Tuesday, October 19, 2021 | 11:00am-12:15pm Pacific Time
Ethnic Discrimination in Criminal Sentencing in China (Joint work with Rory Truex)
We present the first analysis of ethnic discrimination in sentencing patterns in China, focusing on drug cases in Yunnan province. We posit the "problem minority" hypothesis, which holds that discrimination in an authoritarian system emerges when an ethnic group becomes. associated with behavior that generates social instability.
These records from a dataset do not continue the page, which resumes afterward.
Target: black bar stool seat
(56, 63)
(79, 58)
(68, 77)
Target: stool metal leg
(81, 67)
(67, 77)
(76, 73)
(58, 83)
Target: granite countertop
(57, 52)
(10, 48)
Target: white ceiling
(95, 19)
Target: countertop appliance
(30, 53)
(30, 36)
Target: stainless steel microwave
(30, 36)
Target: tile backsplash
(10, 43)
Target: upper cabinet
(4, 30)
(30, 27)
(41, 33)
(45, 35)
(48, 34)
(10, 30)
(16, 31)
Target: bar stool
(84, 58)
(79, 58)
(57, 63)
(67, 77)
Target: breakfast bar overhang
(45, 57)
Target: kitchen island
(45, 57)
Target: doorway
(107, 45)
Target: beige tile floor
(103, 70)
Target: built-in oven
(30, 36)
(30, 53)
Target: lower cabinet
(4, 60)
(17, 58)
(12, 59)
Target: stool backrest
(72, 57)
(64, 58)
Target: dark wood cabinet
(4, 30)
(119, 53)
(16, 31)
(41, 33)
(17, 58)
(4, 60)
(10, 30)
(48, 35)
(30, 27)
On average, minority defendants in Yunnan receive sentences that are about 2.1 to 7.5 months longer than Han defendants that have committed similar drug crimes. Further analysis of data from all provinces reveals that this bias is largest for groups heavily involved in the drug trade, and in provinces with significant minority populations and drugs.
About the Speaker
is the Janice and Julian Bers Assistant Professor in the Social Sciences in the department of political science at the University of Pennsylvania. Her research centers on the political economy of non-democracies, with a regional focus on China. She is interested in how individual actors (e.g., citizens, firms) interact with the state and state agents that are not held accountable by elections, and how these interactions affect outcomes such as economic growth, government service, quality of institutions, and policy changes. Her book The Private Sector in Public Office: Selective Property Rights in China (October 2019, Cambridge University Press) examines strategies Chinese private entrepreneurs use to protect property from expropriation. Hou is a faculty affiliate of Penn's Center for the Study of Contemporary China (CSCC), Penn Identity and Conflict Lab (PIC Lab), and Penn Development Research Initiative (PDRI).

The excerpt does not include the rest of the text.